Election season could ratchet up inflation



THE Confederation of Zimbabwe Industries says next year’s general elections, money supply growth to support the summer cropping season and a suppressed foreign exchange market may reverse inflation stabilisation in the short to medium term.


Official figures show that since the beginning of 2022, annual inflation has been increasing every month unabated. For the first time in 2022, annual inflation slowed down in September, which experts say was a positive development since Zimbabwe has one of the highest inflation rates in the world.

 In September 2022, the annual inflation rate was 280.4%, shedding 4.6 percentage points on the August rate of 285%. The persistent decrease in month-on-month inflation since July 2022 is starting to filter through to annual inflation.

With the tight liquidity conditions in the market, market watchers say it is expected that the decline in annual inflation will be sustained in October 2022 as well.

Goods and services that had the highest inflation rate in August 2022 recorded a decline in September 2022 except electricity which registered an increase.

The CZI says despite the relative stability, Zimbabwe’s annual inflation is such an outlier compared to its regional counterparts, which compromises competitiveness.

“Zimbabwe is now entering its farming season, which comes along with agriculture financing. In recent years agriculture financing has been Zimbabwe’s Achilles heel when it came to macro-economic stabilisation,” reads the latest CZI currency and inflation update.

“The manner in which government will finance the agriculture season will determine the sustainability of the inflation downturn. There is need to ensure that the financing of the agriculture season does not result in a net increase in liquidity beyond levels that holders would need for transactions and other payments, which could see the parallel market getting fuelled up.”

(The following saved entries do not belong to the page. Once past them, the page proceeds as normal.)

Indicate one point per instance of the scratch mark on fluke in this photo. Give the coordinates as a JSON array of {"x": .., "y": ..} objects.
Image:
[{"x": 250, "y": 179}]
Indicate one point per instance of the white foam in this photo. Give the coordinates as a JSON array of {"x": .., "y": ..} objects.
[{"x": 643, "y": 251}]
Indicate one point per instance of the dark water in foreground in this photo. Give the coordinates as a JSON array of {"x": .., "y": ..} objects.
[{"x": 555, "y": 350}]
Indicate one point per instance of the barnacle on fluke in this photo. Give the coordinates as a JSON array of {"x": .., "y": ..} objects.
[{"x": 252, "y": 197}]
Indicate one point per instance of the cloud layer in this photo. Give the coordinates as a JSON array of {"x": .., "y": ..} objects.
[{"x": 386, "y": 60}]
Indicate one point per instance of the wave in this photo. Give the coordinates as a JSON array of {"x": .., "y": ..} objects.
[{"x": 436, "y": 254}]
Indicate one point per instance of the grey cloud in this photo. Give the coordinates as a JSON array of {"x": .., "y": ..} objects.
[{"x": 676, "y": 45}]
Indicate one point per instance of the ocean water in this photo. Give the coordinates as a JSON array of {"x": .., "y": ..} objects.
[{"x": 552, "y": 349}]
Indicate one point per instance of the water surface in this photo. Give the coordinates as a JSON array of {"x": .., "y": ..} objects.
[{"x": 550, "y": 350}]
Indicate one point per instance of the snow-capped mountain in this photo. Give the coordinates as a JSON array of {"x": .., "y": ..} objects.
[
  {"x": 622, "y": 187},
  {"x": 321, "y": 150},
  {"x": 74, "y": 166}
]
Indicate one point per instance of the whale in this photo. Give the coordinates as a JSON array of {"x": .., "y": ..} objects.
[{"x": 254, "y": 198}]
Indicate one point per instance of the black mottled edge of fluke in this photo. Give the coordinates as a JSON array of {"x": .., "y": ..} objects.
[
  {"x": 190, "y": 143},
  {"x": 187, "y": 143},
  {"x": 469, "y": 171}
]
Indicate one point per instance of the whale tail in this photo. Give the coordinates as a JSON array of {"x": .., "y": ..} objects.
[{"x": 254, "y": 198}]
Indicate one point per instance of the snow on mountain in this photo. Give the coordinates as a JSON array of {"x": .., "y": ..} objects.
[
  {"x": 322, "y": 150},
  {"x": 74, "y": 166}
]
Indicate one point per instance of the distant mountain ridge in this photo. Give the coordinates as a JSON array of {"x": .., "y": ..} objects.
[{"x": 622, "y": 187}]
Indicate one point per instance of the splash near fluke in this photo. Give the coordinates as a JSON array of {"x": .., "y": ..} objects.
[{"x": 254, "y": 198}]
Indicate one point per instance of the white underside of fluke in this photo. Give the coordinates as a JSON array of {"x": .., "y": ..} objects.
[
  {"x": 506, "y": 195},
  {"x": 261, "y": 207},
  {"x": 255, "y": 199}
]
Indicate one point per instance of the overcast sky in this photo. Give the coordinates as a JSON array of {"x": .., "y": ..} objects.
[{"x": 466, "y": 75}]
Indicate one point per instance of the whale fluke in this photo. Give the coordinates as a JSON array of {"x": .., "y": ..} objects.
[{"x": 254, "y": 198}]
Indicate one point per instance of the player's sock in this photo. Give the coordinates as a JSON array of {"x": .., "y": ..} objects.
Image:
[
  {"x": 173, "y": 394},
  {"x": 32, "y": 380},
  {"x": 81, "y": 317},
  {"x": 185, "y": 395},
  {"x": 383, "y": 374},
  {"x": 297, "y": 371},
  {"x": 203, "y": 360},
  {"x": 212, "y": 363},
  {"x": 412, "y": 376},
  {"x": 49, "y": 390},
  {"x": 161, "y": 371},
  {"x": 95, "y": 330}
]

Experts say the introduction of gold coins as a store of value, increased due diligence on payment of government suppliers, hiking interest rates to 200% and slowdown in money supply growth have in recent weeks eased inflationary pressures.

“Zimbabwe is approaching election season as 2023 draws near. Elections are by nature a very expensive undertaking and there is need for the authorities to ensure that the season does not come with money supply increase whose consequences would be dire to stability as has already been experienced. Under a high inflation environment, the ZWL$ will continue to lose value such that any holder would be better off offloading it and holding on to the USD,” the report reads.

“With no official platform for domestic participants to change local currency for foreign currency for store of value purposes, any extra liquidity in the economy will chase foreign currency on the parallel market.”

The organised manufacturing sector lobby group says while the central bank has increased the amount of foreign exchange which can be accessed from the formal banking system, more steps are needed to liberalise the market.

The Reserve Bank of Zimbabwe (RBZ) increased the maximum amount that entities can purchase from the willing-buyer willing-seller (WBWS) system from US$20 000 to US$100 000 per week per entity.

 This was done in a bid to liberalise the foreign exchange market.

“However, the rate on the WBWS platform must be market determined if RBZ is going to maintain sustainable convergence,” CZI says.

“A controlled rate will ultimately lead to a distorted exchange rate market and the emergence of a huge parallel market premium, which is an opportunity cost for using official foreign currency channels, hence increased traffic to the parallel market. There is need for RBZ to take advantage of the current convergence pathway to avoid any more controls of the rate which widens the parallel market premium and renders the official exchange rate unattractive for holders of foreign currency.”